I feel it too, a strange ache that pulses in time with my heartbeat. My shadows coil closer, responding to my unease. Bob takes up a defensive position while Patricia frantically documents the twins’ transformation in her swirling script.

“We need to move,” Malrik says, already starting forward. “My ancestral home is east. The wards there might still hold, give us somewhere safe to figure this out.”

We fall into step behind him, picking our way across terrain that looks like black glass shattered and poorly pieced back together. The sky, if you can call it that, writhes with colors that shouldn’t exist, casting sickly light across the jagged landscape. Every surface pulses with corruption, a tangible wrongness that makes my shadows shudder.

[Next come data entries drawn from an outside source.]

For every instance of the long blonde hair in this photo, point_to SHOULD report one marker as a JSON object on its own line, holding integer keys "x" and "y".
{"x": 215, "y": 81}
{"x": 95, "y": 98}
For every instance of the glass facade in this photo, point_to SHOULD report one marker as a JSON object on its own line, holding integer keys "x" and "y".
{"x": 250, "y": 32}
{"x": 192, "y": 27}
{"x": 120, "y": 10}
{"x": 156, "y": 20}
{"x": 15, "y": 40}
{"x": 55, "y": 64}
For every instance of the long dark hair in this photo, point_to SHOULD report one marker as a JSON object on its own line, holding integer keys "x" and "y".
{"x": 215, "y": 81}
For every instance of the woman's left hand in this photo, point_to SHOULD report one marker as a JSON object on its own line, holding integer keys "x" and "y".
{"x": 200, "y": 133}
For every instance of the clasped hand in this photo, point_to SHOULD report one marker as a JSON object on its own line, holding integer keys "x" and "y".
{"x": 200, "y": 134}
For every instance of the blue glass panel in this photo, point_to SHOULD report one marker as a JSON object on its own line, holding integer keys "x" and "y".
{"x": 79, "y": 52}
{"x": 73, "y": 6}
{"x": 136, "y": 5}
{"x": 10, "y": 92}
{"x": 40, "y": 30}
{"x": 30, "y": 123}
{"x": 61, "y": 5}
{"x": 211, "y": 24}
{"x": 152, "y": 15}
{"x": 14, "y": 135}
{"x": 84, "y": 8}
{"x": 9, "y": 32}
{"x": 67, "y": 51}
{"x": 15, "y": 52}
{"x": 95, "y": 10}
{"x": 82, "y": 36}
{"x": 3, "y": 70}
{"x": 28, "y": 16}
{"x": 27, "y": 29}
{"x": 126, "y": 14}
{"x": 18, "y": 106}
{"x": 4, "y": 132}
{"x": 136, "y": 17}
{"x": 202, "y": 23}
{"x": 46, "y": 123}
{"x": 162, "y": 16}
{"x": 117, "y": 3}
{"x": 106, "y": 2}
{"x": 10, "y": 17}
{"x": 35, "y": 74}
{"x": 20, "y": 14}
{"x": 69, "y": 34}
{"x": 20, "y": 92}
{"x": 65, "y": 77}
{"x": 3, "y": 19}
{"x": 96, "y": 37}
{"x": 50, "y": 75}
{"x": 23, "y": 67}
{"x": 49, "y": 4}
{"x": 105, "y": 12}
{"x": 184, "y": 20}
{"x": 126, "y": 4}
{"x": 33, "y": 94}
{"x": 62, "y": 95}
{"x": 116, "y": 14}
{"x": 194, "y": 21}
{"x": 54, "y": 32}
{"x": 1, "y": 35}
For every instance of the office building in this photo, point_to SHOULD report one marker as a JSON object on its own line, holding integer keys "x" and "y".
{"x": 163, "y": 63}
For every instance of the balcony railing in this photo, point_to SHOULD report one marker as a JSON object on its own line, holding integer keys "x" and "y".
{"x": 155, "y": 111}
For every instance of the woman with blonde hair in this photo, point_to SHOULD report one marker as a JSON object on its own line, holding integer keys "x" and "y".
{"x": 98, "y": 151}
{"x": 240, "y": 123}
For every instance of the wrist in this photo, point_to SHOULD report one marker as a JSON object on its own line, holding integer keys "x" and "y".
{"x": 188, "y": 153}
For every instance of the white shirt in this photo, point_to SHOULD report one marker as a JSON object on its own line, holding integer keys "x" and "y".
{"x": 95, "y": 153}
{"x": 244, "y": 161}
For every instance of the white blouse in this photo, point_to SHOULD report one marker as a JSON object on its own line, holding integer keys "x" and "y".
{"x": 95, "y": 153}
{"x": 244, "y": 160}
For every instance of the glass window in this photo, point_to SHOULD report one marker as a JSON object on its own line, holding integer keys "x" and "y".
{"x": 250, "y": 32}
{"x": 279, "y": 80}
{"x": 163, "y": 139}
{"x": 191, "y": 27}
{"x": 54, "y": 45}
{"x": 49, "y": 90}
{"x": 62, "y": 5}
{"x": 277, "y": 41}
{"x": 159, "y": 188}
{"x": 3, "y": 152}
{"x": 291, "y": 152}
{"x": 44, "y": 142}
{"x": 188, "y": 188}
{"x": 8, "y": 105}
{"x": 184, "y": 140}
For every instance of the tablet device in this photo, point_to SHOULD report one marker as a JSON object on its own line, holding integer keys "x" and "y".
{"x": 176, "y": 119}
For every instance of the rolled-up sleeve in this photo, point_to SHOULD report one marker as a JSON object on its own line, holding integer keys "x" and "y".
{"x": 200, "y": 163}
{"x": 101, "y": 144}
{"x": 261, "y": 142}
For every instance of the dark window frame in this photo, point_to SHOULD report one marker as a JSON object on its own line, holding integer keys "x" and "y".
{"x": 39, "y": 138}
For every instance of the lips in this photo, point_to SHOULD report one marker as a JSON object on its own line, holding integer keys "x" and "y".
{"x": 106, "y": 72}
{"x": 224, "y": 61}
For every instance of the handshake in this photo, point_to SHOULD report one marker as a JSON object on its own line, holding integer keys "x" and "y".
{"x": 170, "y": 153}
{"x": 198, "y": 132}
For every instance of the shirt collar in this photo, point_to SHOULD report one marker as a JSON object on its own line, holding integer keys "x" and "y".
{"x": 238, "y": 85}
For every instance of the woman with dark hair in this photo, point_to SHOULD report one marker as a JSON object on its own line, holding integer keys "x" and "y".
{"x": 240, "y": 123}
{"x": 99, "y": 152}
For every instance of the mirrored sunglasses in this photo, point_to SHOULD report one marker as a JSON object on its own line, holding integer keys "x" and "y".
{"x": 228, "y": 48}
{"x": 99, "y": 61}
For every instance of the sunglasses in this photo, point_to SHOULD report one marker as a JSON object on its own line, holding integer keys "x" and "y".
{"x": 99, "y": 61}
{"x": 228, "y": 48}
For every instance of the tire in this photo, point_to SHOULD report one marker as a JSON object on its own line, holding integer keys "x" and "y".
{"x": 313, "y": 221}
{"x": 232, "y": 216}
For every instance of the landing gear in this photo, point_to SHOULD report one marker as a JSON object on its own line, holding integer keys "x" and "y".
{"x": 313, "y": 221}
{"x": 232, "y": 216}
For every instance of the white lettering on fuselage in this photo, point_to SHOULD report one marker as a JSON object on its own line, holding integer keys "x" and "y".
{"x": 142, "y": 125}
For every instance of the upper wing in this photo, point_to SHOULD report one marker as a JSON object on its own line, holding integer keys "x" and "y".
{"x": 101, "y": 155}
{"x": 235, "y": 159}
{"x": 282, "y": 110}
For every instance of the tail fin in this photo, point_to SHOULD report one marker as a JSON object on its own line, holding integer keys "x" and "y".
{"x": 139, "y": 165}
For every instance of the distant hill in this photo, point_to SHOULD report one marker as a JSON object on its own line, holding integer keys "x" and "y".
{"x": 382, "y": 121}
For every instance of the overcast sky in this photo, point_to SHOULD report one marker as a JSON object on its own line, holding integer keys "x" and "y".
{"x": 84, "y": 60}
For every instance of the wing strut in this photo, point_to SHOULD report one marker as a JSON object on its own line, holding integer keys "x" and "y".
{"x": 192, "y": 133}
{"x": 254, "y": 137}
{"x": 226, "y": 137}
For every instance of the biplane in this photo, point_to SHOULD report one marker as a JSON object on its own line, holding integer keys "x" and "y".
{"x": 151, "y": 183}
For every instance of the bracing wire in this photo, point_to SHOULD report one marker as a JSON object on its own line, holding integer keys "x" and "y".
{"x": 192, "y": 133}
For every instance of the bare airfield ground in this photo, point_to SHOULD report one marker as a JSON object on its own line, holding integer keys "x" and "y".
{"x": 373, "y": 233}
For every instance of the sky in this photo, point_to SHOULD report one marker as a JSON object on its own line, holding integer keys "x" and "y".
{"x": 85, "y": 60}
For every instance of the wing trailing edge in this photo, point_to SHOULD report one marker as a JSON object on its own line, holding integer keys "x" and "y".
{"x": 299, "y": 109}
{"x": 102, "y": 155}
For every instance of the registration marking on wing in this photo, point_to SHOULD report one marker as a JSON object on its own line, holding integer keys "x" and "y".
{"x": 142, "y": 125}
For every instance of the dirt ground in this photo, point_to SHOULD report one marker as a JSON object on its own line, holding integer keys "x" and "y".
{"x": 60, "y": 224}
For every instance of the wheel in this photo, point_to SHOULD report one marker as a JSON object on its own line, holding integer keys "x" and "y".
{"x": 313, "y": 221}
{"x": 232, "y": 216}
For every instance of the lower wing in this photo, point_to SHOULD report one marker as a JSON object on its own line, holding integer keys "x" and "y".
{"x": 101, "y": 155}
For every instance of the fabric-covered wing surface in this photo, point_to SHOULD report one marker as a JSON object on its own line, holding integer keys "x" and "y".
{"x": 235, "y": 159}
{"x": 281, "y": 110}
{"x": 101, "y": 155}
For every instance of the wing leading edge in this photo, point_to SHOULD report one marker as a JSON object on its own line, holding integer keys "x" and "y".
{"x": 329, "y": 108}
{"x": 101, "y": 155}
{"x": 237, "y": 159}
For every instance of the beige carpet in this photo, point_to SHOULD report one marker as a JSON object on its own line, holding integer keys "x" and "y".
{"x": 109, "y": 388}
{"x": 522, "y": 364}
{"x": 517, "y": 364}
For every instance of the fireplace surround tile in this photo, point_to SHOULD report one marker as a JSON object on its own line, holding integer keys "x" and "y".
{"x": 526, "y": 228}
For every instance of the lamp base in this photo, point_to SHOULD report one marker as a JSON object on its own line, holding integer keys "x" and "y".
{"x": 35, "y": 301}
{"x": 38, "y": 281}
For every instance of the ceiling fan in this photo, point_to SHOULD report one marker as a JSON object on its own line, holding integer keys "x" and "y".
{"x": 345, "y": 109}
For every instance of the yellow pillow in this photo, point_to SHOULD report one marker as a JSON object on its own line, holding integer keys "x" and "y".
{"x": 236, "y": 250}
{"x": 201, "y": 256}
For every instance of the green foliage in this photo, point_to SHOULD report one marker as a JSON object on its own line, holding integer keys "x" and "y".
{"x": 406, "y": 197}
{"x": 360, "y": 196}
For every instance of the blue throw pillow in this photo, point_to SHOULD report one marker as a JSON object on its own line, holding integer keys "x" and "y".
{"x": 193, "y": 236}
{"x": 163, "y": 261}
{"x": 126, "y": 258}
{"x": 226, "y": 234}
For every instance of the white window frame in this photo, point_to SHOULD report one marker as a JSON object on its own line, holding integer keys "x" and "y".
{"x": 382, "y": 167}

“Anyone else feel like their heart’s trying to learn interpretive dance?” Finn asks as we walk, grimacing and rubbing his chest.

A growl that might be agreement rumbles from Torric. The sound sends vibrations through the ground, making my wings spread instinctively. Both twins’ attention snaps to me immediately, their transformed faces turning with unsettling synchronization.

I try not to stare as we walk, but it’s impossible. Torric’s transformation slowly recedes, flames sinking beneath his skin but leaving him… different. His eyes still burn gold, his movements more predatory. He’s like a living forge, contained but still blazing hot.

And Aspen… God, Aspen with frost still glittering in his hair, blue eyes rimmed with ice. His skin catches light differently, like there’s something crystalline beneath the surface. Every time he looks at me, my stomach drops like I’m in freefall.

“Your face is doing the thing again,” Finn stage-whispers beside me.

“What thing?” I hiss back, grateful for the distraction.

“The ‘I’m totally not checking out the twins’ thing. Don’t worry, it’s adorable.”

Heat crawls up my neck. “I have no idea what you’re talking about,” I mutter, which only makes his grin widen.

Before I can defend myself, something screams in the distance, a sound that should not exist in any realm. My shadows snap to attention, Bob herding the others into defensive formations while Patricia’s notes become increasingly urgent.